According to Mike Kahn and Anne MacFarland of The Clipper Group, SANs are the technology of choice for database management systems such as Oracle and SQL Server, and applications such as CRM and ERP, which use databases as the underlying structure, because of the way they are designed. "Applications that write to volumes (like database management systems) demand SAN connectivity," say Kahn and MacFarland.

NAS - For Universal Access to Files

On the other hand, many Internet-based applications are driven by a need to share access to the same files, in which case NAS may be the answer. The question to ask, say Kahn and MacFarland, is "where does the sharing occur?" If it is at the file level, where many, sometimes large, files need to be shared, typically by diverse servers, then NAS is the way to go.

NAS is the way in which hosts connect to common, or shared, information over an Internet Protocol (IP) network through a file server, which makes upgrades easy to handle and management is simplified.

But since the IP network is often congested, high-bandwidth, rich-content files like audio and video can be a real challenge to share. Reliability is also a factor, since IP networks typically drop five to 15 percent of the data they transmit--not a problem if you're sending to an e-mail server and the e-mail can be re-sent--but a definite problem if you're updating a database.
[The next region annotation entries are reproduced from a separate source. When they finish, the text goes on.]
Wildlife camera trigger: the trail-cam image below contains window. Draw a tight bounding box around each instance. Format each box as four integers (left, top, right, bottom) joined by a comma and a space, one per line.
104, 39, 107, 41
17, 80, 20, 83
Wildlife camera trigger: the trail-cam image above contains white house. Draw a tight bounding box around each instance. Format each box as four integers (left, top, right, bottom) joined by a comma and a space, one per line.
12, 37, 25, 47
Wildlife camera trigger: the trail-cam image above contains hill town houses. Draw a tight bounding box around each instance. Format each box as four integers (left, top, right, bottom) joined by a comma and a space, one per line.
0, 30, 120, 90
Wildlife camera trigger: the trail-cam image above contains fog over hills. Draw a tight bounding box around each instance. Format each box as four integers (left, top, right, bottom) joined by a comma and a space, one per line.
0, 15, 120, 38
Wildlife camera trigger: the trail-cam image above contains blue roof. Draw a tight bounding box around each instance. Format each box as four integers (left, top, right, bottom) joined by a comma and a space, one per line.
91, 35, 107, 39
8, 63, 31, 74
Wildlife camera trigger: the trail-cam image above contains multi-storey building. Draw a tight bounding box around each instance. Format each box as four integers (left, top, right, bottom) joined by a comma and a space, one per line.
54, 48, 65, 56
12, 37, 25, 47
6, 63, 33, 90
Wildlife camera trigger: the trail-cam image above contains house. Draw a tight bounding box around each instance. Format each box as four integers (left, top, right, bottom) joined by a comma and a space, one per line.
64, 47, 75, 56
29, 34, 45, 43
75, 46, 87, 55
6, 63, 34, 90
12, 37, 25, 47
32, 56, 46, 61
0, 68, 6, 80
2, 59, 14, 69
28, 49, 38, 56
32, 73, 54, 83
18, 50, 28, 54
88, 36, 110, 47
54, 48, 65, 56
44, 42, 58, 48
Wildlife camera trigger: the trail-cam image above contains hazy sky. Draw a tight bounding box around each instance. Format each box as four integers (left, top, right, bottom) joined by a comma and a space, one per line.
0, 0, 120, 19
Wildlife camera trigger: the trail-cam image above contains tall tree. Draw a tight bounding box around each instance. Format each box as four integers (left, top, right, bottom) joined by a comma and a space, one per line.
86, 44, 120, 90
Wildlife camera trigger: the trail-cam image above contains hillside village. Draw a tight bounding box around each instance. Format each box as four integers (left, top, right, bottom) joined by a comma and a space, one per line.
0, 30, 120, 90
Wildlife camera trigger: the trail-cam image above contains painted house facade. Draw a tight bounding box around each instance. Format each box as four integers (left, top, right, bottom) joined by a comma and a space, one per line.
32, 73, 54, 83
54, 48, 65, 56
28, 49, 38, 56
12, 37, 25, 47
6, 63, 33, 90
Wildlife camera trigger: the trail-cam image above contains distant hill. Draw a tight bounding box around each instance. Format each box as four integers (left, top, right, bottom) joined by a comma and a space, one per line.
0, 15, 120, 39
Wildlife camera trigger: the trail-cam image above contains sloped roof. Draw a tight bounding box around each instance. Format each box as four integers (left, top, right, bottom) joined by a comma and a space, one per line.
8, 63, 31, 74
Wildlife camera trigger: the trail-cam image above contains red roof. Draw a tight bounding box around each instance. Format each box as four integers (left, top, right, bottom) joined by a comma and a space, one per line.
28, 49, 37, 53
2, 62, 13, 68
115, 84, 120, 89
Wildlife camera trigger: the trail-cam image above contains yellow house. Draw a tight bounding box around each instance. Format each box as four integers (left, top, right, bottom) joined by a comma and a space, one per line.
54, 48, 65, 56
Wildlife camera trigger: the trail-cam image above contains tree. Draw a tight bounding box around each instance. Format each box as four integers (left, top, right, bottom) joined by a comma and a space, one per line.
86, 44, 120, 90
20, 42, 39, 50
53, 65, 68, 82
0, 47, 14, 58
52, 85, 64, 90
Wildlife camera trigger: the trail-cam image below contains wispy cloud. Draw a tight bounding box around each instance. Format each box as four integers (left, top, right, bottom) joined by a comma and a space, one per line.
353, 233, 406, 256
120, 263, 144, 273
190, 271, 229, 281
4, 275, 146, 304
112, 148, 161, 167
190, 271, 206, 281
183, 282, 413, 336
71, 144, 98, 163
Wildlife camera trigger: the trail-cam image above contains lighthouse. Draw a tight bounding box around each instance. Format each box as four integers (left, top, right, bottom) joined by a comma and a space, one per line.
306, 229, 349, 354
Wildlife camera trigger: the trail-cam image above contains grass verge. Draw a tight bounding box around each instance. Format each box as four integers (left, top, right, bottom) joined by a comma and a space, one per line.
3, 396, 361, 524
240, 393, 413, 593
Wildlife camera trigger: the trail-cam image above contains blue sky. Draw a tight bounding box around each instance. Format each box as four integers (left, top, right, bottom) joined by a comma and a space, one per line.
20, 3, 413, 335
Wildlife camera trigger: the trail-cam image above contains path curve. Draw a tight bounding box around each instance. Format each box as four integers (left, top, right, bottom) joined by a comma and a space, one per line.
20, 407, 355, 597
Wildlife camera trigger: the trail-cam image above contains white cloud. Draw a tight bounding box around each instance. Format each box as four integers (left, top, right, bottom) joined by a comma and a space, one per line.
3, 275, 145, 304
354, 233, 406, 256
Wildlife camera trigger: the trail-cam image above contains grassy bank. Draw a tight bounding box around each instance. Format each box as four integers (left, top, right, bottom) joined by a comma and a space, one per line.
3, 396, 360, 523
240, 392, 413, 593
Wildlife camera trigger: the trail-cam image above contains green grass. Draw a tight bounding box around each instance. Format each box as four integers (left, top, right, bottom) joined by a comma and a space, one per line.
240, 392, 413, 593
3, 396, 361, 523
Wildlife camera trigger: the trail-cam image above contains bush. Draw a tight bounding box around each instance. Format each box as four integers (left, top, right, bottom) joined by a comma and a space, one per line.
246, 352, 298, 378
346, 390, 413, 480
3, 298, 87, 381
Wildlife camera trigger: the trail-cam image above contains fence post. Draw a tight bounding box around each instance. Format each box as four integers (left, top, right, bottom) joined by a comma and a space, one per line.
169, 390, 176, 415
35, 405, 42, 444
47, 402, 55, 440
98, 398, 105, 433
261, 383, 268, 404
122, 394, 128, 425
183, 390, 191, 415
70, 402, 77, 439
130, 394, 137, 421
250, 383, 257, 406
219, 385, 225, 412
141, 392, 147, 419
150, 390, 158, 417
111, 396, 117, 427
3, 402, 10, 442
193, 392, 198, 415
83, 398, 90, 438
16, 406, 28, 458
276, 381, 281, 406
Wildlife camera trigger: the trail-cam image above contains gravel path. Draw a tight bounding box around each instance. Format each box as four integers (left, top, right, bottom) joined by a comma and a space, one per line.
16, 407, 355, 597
The real solution, of course, is to use a combination of the two approaches. And for the most part, that is exactly what smart IT managers have been doing. Though until now, it hasn't exactly been easy.

A Unified Future

With the introduction of a new data routing software tool from EMC called HighRoad, IT managers now have a way to enable NAS and SAN environments to work together. Used in conjunction with EMC's Celerra File Server, HighRoad intercepts a request for data off the IP network, and identifies the size of the response, and according to pre-set, configurable limits, decides whether the response should be transmitted over the IP network or via the SAN. If the requested file is small, HighRoad directs Celerra to just send along the information over the IP network. But if the request is large-scale, HighRoad sends the request directly to the SAN.

By load balancing in this way, the software achieves a striking improvement in response times. Another, and important benefit is that now you can easily manage both the SAN and NAS environments from a single control center with one, consistent set of tools.

This promising new development is opening up an exciting future in which SAN and NAS can both be used to better manage customer relationships. In the storage infrastructures of the future, large-scale data centers will store petabytes of information to take advantage of economies of scale. And they, in turn, will be connected to distributed nodes at the network's edge, bringing information closer to users.

In such a scenario, the war is over. Harmony and peace reign between NAS and SAN. And businesses can get back to their most important task: understanding and serving their customers' needs at every touch point across all channels, ensuring that the data is always available, reliable, and quick to access.